Last week, we asked about the messy office — when is messy TOO messy, and whether the female propensity to have more personal stuff in your office (spare shoes, cardigans, jackets) made the answer different for women. As always, the poll is still open, but the initial results were pretty clear:

  • 51% said it was too messy when it looked like you couldn’t get work done in there
  • 26% said it was too messy if it looked like someone could live in there
  • 11% said that so long as you were getting your work done and weren’t bringing clients to your office to meet, who cared?
  • 10% said that any mess was too much mess

Commenters weighed in, also.  Janet noted that in some circles, a messy office was a “badge of honor: ‘I’m so busy working on so many cases, that I have piles of paper EVERYWHERE!’” She also commented that if you’re capable and can reliably find what’s necessary — and perhaps reliability and capability are the keys here — then you can get away with an office that looks like the scene of a tornado. This falls in line with what the other commenters said, as well; Dash noted that the messiest office she’d ever seen belonged to “the most brilliant and renowned lawyer in the office”, and Res Ipsa noted that as long as you could walk from one side of the office to the other without tripping, and so long as you weren’t causing a fire hazard, then all was well.

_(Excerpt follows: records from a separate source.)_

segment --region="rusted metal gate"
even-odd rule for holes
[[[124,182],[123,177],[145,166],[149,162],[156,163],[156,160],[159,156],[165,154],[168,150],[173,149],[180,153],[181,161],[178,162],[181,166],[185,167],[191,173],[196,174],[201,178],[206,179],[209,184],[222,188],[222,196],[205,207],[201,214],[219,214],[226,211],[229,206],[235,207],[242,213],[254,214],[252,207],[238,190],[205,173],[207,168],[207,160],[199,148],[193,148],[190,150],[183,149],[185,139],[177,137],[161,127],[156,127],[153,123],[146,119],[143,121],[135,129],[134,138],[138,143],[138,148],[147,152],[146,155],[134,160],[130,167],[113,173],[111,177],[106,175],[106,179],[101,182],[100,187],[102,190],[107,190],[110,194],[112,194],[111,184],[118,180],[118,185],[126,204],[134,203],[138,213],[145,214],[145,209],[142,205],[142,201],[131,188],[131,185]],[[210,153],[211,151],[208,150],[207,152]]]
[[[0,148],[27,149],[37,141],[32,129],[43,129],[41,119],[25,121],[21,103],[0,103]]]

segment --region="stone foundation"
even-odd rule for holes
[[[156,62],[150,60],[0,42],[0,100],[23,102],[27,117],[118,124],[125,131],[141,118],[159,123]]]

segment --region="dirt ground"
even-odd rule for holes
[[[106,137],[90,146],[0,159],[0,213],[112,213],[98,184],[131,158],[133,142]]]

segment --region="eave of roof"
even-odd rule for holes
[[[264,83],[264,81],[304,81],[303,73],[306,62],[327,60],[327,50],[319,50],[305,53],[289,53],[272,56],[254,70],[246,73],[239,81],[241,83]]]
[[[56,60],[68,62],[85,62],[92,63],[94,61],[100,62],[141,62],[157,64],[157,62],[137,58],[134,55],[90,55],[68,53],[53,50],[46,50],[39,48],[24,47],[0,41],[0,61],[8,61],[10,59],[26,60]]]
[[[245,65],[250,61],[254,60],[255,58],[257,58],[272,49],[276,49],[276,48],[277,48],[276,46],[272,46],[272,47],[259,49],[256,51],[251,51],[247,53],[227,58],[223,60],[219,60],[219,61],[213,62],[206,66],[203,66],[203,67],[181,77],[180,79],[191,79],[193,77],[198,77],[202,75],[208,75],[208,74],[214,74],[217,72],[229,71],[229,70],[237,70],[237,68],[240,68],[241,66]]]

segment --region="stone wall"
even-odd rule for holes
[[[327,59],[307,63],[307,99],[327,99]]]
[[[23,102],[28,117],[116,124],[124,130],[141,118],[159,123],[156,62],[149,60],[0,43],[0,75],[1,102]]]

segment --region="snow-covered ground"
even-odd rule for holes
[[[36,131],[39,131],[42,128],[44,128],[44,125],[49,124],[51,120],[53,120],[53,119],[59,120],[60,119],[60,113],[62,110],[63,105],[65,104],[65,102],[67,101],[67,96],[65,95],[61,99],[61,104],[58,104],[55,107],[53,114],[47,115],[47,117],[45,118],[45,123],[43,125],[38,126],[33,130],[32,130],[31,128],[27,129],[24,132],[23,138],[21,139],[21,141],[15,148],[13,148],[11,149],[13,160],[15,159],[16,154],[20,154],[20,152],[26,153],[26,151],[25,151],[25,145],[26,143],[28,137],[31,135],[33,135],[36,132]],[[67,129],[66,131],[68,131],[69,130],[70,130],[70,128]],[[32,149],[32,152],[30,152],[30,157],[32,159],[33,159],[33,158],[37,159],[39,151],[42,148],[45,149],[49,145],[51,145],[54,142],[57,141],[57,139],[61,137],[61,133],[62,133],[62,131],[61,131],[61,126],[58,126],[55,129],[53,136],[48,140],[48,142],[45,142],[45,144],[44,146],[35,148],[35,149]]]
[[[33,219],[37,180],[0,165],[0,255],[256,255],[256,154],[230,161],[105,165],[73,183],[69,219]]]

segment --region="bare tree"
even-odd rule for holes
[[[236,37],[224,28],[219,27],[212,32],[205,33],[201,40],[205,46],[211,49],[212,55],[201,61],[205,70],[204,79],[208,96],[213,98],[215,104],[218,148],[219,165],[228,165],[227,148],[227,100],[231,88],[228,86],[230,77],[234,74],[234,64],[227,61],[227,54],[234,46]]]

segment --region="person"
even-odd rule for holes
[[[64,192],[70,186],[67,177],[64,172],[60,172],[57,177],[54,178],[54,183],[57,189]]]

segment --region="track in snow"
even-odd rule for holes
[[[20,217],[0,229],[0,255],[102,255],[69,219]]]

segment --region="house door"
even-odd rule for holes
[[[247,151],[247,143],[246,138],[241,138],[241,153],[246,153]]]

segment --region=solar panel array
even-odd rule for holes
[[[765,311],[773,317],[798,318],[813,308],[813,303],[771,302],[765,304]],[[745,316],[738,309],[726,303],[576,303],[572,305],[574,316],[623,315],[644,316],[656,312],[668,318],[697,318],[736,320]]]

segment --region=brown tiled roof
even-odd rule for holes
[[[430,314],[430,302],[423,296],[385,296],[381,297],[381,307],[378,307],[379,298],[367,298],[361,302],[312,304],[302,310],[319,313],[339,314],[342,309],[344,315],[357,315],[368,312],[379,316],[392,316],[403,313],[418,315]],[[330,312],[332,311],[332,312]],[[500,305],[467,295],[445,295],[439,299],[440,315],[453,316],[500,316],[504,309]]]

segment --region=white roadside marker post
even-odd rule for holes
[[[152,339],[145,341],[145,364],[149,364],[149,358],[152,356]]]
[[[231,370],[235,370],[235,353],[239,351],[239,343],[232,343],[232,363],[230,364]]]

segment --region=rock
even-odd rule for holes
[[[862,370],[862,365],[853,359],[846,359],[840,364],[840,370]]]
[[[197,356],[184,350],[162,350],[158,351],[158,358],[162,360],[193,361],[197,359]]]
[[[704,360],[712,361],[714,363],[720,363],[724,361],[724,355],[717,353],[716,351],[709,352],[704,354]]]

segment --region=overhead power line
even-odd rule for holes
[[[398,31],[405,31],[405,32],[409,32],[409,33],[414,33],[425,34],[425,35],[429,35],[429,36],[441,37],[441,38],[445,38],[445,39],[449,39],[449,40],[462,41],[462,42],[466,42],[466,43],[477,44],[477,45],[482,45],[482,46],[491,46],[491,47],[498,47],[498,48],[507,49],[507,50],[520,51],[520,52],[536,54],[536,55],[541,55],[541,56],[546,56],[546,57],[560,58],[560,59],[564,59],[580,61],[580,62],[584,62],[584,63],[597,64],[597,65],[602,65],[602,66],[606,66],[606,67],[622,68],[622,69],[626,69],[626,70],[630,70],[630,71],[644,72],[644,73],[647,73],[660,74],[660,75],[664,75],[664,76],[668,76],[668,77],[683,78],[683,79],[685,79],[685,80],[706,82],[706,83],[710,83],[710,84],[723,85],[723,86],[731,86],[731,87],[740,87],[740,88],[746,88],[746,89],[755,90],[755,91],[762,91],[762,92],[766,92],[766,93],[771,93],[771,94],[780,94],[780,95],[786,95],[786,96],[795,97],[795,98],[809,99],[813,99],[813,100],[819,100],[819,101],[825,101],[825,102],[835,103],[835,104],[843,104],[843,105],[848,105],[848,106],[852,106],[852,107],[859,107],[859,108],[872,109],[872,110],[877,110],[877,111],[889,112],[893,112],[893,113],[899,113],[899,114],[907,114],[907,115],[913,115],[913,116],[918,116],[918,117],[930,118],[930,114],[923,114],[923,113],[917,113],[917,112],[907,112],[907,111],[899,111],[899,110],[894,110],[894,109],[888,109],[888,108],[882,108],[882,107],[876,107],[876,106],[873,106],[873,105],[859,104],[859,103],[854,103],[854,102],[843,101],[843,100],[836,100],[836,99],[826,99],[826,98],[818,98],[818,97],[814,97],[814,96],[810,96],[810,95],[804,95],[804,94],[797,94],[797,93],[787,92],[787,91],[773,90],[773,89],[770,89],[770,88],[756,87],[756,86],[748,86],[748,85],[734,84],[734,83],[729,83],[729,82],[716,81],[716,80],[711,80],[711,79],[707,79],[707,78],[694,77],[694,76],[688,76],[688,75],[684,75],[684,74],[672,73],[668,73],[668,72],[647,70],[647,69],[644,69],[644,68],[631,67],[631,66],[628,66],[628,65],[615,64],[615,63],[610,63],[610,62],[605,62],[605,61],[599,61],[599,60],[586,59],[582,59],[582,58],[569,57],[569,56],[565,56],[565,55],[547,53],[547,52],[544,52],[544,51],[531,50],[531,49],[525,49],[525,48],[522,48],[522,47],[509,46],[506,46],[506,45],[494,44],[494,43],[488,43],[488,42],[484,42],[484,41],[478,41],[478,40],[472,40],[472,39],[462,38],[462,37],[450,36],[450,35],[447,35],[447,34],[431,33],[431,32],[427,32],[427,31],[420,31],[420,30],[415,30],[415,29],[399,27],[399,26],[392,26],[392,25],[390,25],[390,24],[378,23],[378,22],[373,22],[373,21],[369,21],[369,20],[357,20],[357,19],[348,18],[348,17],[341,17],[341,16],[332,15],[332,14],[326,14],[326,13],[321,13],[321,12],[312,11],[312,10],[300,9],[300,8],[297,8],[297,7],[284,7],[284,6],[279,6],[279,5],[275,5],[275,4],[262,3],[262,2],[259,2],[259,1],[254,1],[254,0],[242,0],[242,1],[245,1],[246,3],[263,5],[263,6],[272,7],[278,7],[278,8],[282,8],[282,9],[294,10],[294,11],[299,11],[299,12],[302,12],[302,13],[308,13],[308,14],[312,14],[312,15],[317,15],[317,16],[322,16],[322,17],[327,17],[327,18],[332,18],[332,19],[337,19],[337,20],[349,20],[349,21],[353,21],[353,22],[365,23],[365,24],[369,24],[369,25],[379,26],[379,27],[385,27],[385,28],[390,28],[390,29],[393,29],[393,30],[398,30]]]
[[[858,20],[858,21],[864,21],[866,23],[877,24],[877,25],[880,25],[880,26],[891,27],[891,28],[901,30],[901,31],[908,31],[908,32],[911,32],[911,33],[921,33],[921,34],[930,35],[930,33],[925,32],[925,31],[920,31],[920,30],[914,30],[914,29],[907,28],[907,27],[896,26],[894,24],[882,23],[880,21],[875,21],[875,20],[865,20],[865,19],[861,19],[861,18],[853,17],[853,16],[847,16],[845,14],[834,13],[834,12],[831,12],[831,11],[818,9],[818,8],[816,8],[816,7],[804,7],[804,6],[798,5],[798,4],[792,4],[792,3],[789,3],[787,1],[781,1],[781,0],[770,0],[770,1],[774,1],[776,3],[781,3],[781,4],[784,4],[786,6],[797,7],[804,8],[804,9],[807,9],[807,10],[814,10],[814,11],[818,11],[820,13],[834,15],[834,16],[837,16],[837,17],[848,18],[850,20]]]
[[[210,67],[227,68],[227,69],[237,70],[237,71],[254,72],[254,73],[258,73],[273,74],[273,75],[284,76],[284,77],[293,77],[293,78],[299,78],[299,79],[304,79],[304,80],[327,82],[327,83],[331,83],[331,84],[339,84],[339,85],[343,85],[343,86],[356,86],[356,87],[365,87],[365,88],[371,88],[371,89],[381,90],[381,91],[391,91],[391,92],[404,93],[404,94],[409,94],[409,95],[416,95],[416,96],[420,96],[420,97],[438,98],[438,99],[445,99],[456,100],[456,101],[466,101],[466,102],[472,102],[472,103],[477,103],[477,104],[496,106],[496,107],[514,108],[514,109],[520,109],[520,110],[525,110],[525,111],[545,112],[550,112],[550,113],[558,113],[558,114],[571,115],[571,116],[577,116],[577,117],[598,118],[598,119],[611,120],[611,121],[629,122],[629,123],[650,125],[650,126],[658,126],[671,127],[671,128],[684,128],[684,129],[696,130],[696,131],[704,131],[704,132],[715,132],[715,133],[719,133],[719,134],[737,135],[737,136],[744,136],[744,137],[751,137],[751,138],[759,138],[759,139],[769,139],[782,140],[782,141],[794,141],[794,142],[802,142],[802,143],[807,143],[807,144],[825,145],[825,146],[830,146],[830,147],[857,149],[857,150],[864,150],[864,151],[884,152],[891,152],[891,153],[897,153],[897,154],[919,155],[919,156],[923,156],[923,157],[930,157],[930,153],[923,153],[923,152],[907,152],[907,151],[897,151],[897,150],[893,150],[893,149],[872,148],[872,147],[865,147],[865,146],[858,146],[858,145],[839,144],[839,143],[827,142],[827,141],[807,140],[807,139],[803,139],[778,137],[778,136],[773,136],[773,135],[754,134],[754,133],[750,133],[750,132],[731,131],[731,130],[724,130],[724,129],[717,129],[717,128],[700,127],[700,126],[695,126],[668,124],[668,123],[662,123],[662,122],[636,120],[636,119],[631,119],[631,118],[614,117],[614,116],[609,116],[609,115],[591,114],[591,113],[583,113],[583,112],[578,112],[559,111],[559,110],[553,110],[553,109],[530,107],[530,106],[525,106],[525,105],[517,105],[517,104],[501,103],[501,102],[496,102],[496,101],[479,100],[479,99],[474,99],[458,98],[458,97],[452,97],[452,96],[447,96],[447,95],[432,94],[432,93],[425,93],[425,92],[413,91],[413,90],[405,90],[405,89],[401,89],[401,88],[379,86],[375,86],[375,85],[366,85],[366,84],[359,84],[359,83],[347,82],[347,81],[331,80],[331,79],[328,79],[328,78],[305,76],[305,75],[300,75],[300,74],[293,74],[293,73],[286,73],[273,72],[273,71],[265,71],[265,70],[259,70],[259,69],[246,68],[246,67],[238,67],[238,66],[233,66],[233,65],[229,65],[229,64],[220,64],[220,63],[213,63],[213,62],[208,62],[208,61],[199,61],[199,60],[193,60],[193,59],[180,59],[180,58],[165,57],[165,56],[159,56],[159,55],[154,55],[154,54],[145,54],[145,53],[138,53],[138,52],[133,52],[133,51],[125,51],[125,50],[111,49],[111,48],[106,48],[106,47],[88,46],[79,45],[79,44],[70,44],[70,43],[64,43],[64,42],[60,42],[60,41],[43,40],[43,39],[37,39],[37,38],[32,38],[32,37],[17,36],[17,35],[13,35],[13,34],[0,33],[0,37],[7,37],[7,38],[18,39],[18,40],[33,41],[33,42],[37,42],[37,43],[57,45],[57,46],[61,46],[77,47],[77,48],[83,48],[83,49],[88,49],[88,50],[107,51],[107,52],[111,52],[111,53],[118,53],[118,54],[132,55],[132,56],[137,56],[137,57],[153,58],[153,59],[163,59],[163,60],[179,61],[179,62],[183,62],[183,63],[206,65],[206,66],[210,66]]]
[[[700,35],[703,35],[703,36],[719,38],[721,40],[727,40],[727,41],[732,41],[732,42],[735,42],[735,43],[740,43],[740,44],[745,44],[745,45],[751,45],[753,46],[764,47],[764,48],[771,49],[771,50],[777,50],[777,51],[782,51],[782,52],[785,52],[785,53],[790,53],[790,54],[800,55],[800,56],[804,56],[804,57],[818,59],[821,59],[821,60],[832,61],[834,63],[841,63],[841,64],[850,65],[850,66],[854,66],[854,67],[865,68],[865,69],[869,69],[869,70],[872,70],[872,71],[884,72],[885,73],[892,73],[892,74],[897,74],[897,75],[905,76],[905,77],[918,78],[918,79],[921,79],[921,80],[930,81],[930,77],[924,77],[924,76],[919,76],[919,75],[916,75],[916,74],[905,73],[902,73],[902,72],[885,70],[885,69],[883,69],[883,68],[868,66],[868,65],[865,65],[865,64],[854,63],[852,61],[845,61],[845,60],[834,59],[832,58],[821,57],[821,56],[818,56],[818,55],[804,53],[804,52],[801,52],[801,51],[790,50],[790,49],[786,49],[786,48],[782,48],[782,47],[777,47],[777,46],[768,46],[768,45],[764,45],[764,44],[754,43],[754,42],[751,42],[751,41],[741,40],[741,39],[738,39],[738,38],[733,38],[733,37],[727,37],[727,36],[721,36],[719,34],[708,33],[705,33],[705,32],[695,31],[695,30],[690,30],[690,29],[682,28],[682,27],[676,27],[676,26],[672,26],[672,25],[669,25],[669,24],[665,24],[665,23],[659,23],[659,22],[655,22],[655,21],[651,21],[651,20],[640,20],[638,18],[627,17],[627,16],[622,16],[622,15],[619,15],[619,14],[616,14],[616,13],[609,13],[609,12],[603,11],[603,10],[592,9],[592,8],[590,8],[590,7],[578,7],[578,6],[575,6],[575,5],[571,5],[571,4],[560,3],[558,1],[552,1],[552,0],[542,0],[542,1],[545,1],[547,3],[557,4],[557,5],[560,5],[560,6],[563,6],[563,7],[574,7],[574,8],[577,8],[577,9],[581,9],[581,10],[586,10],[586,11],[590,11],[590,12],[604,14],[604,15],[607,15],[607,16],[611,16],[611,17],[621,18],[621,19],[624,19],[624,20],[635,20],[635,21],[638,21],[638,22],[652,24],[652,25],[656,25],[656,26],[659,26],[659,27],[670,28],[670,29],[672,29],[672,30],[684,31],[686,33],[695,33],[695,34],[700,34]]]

Additionally, we’ve found that the messy office plays into a persona we call “the eccentric genius.” This is a person who has managed to culminate and aura of extreme intelligence by being weird and quirky. Sometimes this person is, actually, extremely intelligent; sometimes it’s just average intelligence with extreme quirkiness (in this case the aura is perhaps more crafted than earned).  Cage and Fish, the partners at Ally McBeal’s office come to mind as the best example in pop culture, but we all know at least one person like this.  If your office is so messy that no one can find anything in there — yet you doand you’re incredibly capable and reliable — then it adds to the persona, we think.

Photo credit:  World’s Messiest Office Cubicle Discovered in Colorado, originally uploaded to Flickr by Jeffrey Beall

Comments

  1. Do you all think that that quirky but brilliant persona is harder for women to cultivate then men? I can’t think of any women I personally know who have managed to do so, nor pop culture examples. It seems like women are much quicker to just be labelled “crazy.”

  2. As a junior associate, I’m expected to keep a fairly neat office so it looks like I’m organized. Partners can usually get away with the “I’m so busy,” or the “I’m just so brilliant” personas.

    And I agree with A Reader that women usually can’t pull off the eccentric genius thing, without being seen as just nuts or flaky.